When Hulu made its debut nearly a decade ago, you would have been forgiven for thinking its semi-cryptic name was actually an acronym for “Here’s, Uh, Lotsa Unrelated stuff!” For its first few years, the streaming service’s offerings were hilariously scattershot, a mix of rando ‘80s sitcoms, oddball documentaries, and some cool Criterion Collection samurai movies—none of which you could find too easily. Over the next few years, Hulu’s offerings expanded to include old episodes of South Park, new episodes of The Mindy Project, and high-end series like The Path and an adaptation of Stephen King’s 11/22/63 (plus a lot of early originals you likely forgot about). But the service’s identity remained confusing: Just Hu was Hulu, anyway?
With this morning’s Emmy nomination announcements—during which the network earned 13 nods for The Handmaid’s Tale—the answer become way more clear. Thanks to Tale, Hulu has finally jumped into the prestige-TV pigpile that also includes streaming competitors like Amazon and Netflix (not to mention HBO, which got 22 nods for Westworld alone). And it’s not just the sheer number of nominations that’s so impressive; it’s also where they landed. Tale found a spot in the incredibly competitive Best Drama Series race, which also includes Stranger Things and This is Us. And Elisabeth Moss’ nod for Best Actress in a Drama Series could very well give the service its first-ever major category victory (Moss, who got career-high reviews for Tale, was nominated six times for Mad Men, but never won). In the streaming era, all you need is one pop-culture-shifting show to change viewers’ perceptions forever (think Netflix with House of Cards, or Amazon’s Transparent). With The Handmaid’s Tale, Hulu has gone from “that place where you sometimes watch old Happy Days episodes” to an upscale service worthy of attention (and accolades).

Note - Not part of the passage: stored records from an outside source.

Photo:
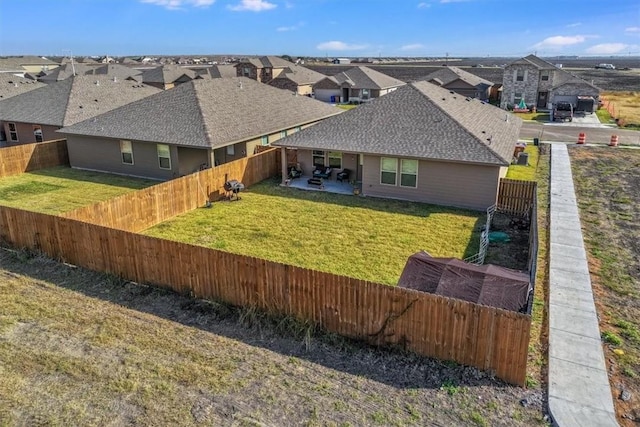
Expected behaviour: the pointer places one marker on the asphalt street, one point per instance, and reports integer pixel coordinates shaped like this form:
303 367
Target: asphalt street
569 133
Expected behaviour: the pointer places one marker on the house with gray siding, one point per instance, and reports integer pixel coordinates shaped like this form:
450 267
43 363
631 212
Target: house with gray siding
198 124
34 116
542 84
420 143
461 81
357 84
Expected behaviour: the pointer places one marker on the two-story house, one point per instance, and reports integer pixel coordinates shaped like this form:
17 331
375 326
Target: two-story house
542 84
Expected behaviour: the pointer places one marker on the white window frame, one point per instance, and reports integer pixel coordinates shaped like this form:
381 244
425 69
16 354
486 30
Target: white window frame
335 155
162 147
402 172
394 171
316 154
13 134
37 128
126 148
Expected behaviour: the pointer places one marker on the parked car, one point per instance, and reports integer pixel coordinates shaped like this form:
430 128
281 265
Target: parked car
563 111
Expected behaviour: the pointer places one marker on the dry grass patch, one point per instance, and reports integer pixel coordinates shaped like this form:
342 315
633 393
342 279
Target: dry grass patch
365 238
62 189
624 106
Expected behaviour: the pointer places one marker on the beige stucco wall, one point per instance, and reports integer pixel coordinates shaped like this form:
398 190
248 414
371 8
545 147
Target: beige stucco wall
26 135
103 154
441 183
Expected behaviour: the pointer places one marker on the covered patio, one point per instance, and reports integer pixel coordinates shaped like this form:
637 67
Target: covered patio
328 185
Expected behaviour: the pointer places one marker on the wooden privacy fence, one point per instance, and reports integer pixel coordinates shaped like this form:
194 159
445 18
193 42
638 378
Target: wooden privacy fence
485 337
28 157
515 197
145 208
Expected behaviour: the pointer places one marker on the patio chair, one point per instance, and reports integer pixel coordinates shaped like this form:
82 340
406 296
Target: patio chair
294 172
343 175
323 172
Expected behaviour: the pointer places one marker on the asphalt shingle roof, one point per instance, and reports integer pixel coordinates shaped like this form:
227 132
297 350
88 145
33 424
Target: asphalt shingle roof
366 78
11 85
420 120
166 74
448 75
72 100
300 75
207 113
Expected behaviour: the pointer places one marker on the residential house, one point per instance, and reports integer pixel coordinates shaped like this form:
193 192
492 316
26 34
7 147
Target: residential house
26 64
11 85
542 84
167 76
262 69
297 79
357 84
218 71
35 116
420 143
461 81
200 123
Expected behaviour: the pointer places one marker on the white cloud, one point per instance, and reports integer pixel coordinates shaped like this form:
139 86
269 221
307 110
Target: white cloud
338 45
291 28
252 6
606 48
413 46
179 4
557 42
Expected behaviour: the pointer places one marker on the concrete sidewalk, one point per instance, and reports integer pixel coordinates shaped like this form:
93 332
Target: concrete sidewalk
579 390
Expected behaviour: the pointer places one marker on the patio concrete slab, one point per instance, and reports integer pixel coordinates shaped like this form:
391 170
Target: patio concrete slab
579 389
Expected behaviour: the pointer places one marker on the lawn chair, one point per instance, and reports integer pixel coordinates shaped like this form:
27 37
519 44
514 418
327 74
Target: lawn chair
343 175
323 172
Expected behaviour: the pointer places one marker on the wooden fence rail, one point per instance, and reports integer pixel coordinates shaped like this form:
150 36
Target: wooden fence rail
515 197
488 338
28 157
145 208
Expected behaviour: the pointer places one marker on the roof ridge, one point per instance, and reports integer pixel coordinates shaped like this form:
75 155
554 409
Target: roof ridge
462 125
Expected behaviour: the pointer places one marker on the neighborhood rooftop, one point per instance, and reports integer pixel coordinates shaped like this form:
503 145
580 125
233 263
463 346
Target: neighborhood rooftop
418 120
365 78
72 100
207 113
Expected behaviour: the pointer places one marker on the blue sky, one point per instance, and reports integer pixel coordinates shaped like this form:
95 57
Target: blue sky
320 27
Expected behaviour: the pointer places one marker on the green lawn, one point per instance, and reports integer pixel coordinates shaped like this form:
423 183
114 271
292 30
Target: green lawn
62 189
366 238
522 172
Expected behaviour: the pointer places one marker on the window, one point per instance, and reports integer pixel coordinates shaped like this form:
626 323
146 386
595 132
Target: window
408 173
37 133
318 158
126 151
164 156
335 159
517 97
13 132
388 170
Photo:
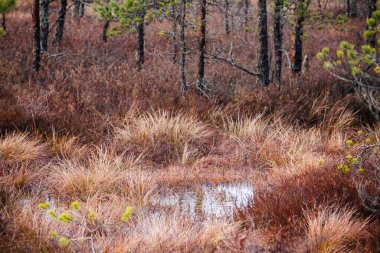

Another major winner today: Netflix, which landed a staggering 91 nominations, making the streaming service second only to HBO. The company was no doubt assisted by an elaborate, seemingly endless awards-season campaign that filled the Los Angeles skyline with “For Your Consideration” ads, and filled prospective Emmy voters’ calendars with meet-and-greet events. But ultimately, Netflix’s biggest asset was its own programming: Master of None, Black Mirror, The Crown, House of Cards, Stranger Things, The Unbreakable Kimmy Schmidt, Grace and Frankie, and Ava DuVernay’s documentary The 13th were all zeitgeist-gobbling hits that would likely would have been nominated even without the fanfare. (As for streaming competitor Amazon—which produces far fewer hours of original TV content than Netflix—it earned a solid 16 nominations, including nods for Transparent and Catastrophe).
The Emmy announcements were also notable for a few absences: Game of Thrones didn’t qualify this year, thanks to the award show’s window of eligibility, which may be why Westworld wound up with such a strong tally. Jimmy Fallon’s Tonight Show was ignored (too much Trump-tussling?), and previous winner Girls was left out of the Best Comedy Series race (too much rump-hustling?). But new series like Atlanta, Feud: Bette and Joan, and This Is Us had strong showings, proving that Emmy voters are willing to embrace new series—a far cry from the ‘90s, when it sometimes seemed like the same reliable network shows and big-name stars were rubber-stamp-rewarded year after year.
What’s most impressive about this year’s noms, however, is the way they demonstrate just how malleable the very definition of “television” has become. The Emmys have room for not only a streaming-service hit like The Handmaid’s Tale, but also a viral-video-series-turned-comedy-smash (Billy on the Street), a Squarespace commercial starring John Malkovich, the opening credits for Stranger Things, SamanthaBee.com, and a few virtual reality experiences. Unlike other award competitions, it’s an all-encompassing, free-wheeling overview of all manner of delights and distractions, no matter the size of the screen they played on.